Corporate space is adapting. The old model, long leases, generic floors, everyone in five days a week, that's under pressure. But the best corporate space is thriving. The buildings that have invested in experience, in quality, in giving people a reason to come in. They're full.

It's everything else that's struggling. The average office, the dated fit-out, the space that exists because it always existed. Landlords need to work harder than they ever have. They're having to earn tenants now, compete for them, prove the value. That's new. For decades, corporate space was the default. Now it has to justify itself against every other layer.

Utility space is the layer people forget about, but it's essential. Studios for podcasts, photography, video. Warehouses for ecommerce brands that need to hold stock. Workshops, makerspaces, facilities for the work that can't happen on a laptop.

This used to mean ownership or long-term leases. That's already changing. On-demand access is growing. But there's still friction, still gaps, still a way to go, but massive opportunity.

Where this is going

Each layer has its own trajectory. That's what makes the workscape interesting. It's not static. It's a system in motion.

Casual space will get infrastructure. It has to. The spread is too valuable, the usage too high, for it to stay informal forever. Someone will figure out how to make it work for venues and workers at the same time. How to take all that latent capacity and make it reliable without making it sterile.

Hosted space will keep growing and segmenting. Different operators for different crowds. More specialisation, more curation. The generic coworking box will fade. What replaces it will be more intentional, more designed around specific needs and identities.

Corporate space will shrink in volume but increase in quality. Less total square footage, but what remains will be better. More like destinations, less like obligations. The office becomes a place you choose to go, which means it has to be worth choosing.

Utility space will become seamless. Need a studio? Book it for the afternoon. Need space for stock? Rent it by the month. The friction keeps dropping. Physical capability, available when you need it, without the commitment that used to come attached.

The picture that's forming

When I think about what the workscape could look like in ten or twenty years, I see something more fluid than what we have now. People moving between layers without friction. A café in the morning, a coworking space for a meeting, a studio in the afternoon, home in the evening. Each layer doing what it does best.

I see casual space with enough structure to be reliable. Venues that welcome workers because it makes sense for them, not just because they tolerate it. A way for both sides to win.

I see hosted space everywhere, varied enough to fit different needs. Not one model but many. Places for focus, places for community, places for collaboration. Bookable, accessible, designed with intention.

I see corporate space earning its keep. The office as a genuine draw, not an obligation. Companies using it for what it's actually good at, bringing people together, and letting go of the pretence that everyone needs to be there all the time.
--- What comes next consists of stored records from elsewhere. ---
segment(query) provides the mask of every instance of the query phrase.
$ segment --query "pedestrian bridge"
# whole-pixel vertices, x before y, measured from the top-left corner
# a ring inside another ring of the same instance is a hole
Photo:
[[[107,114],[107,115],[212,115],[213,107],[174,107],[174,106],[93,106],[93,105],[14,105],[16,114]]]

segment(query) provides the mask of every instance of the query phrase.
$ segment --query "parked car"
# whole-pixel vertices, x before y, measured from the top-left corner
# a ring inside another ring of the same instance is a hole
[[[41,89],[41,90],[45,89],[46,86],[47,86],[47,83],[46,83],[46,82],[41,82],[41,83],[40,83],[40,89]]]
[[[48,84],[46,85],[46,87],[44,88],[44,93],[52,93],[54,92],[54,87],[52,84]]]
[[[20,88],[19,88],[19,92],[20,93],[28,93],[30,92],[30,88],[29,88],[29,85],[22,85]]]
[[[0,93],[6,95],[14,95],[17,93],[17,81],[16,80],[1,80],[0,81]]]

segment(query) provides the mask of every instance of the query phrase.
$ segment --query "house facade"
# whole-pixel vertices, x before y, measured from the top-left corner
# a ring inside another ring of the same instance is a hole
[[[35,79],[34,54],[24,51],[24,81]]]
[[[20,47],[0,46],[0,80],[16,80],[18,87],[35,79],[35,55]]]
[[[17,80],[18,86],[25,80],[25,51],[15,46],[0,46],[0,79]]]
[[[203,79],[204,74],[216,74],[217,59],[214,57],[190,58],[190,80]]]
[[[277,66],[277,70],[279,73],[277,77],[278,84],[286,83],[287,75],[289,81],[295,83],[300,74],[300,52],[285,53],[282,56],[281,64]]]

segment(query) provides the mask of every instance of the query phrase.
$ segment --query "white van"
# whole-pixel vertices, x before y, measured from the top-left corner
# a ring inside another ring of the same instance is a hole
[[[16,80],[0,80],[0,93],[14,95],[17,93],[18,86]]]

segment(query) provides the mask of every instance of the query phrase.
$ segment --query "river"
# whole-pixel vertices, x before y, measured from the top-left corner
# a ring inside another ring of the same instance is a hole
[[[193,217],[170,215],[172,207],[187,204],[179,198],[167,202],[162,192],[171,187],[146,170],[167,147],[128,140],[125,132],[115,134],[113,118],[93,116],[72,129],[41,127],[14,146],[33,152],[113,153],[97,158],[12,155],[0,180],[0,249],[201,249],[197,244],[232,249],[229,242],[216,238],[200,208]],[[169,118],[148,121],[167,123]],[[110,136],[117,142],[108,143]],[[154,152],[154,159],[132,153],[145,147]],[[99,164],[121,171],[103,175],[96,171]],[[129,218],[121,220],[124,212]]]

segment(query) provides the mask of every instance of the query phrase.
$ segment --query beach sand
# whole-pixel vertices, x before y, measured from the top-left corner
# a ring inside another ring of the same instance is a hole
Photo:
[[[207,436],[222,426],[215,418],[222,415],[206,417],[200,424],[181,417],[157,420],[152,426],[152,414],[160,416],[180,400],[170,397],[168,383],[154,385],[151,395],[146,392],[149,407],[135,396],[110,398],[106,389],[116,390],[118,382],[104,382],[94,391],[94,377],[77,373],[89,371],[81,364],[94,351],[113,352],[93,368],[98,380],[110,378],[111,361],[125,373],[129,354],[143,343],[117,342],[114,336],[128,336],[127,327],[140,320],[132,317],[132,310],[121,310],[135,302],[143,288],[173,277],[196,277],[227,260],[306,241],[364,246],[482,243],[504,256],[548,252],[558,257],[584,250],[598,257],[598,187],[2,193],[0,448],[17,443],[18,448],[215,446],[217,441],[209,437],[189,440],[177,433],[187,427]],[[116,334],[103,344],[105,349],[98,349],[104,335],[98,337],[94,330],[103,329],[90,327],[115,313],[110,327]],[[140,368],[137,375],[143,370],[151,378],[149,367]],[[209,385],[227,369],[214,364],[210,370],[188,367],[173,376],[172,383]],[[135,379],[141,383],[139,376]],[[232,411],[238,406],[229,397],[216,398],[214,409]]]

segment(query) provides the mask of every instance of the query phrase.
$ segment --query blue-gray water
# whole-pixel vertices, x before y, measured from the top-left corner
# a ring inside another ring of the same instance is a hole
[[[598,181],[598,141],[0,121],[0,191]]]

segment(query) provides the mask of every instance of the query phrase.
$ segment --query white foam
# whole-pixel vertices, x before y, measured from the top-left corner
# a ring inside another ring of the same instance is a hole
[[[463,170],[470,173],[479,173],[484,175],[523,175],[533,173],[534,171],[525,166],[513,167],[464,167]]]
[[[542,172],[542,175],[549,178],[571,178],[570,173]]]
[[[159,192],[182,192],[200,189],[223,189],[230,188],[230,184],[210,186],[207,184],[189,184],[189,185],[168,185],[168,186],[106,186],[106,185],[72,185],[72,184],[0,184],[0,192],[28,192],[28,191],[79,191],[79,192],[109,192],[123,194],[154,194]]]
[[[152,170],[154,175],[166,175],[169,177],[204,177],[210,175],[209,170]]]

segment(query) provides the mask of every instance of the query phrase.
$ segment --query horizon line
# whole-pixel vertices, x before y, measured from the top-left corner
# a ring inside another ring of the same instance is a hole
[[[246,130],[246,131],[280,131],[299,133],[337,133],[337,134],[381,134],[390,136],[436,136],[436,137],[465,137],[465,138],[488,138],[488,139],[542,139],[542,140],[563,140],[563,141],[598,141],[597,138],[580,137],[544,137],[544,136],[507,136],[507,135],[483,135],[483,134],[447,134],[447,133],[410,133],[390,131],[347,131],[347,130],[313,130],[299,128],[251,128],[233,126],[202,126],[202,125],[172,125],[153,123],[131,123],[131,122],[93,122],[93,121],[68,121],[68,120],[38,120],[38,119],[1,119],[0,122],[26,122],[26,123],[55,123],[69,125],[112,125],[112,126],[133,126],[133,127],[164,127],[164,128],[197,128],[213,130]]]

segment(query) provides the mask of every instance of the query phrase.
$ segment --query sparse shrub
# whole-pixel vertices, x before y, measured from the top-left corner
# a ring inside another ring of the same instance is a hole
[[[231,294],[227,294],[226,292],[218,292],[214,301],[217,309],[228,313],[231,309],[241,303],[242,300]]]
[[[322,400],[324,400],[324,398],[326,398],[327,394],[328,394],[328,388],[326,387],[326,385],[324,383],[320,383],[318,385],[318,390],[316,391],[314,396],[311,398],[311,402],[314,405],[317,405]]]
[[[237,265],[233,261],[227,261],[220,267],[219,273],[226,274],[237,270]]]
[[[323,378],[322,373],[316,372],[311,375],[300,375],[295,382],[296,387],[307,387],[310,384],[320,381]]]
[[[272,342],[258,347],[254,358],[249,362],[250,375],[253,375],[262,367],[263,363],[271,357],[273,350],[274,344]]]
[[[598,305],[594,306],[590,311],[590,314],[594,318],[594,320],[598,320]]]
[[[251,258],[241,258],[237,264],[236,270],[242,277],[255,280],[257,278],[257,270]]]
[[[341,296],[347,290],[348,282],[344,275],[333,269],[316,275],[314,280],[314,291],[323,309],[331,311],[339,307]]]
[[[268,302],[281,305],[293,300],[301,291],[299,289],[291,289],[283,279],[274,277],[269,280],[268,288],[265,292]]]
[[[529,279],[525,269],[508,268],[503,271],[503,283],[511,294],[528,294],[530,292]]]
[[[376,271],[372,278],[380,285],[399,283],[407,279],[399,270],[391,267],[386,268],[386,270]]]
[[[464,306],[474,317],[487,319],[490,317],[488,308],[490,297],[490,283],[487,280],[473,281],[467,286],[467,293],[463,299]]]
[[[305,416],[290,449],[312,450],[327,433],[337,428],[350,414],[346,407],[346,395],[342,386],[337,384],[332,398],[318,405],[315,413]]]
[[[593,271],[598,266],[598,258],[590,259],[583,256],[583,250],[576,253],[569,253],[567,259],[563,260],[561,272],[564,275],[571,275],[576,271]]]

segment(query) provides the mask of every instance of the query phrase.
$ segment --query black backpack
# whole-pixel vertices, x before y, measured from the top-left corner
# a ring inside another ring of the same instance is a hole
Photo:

I see utility space opened up. Studios, warehouses, workshops, not just available from dedicated providers but shared by the people who have them. Capacity that used to sit idle, now accessible by the hour. The physical capabilities that used to require ownership, available to anyone who needs them.

And underneath all of it, I see people with more choice than any previous generation. More ability to shape their days around how they actually work and live, not how someone else thinks they should.

That twenty-two year old entering the workforce today won't think of this as a shift. It'll just be how things are. They'll build their working lives across the workscape without ever knowing it was once concentrated in a single place. The layers will be obvious to them. The fluidity will be normal.

That's the world that's forming. The workscape. Not a policy. Not a trend. A new arrangement of how and where work happens.

It's already here in pieces. The question is how it comes together.

I've been watching it form for fifteen years. I think we're just getting started.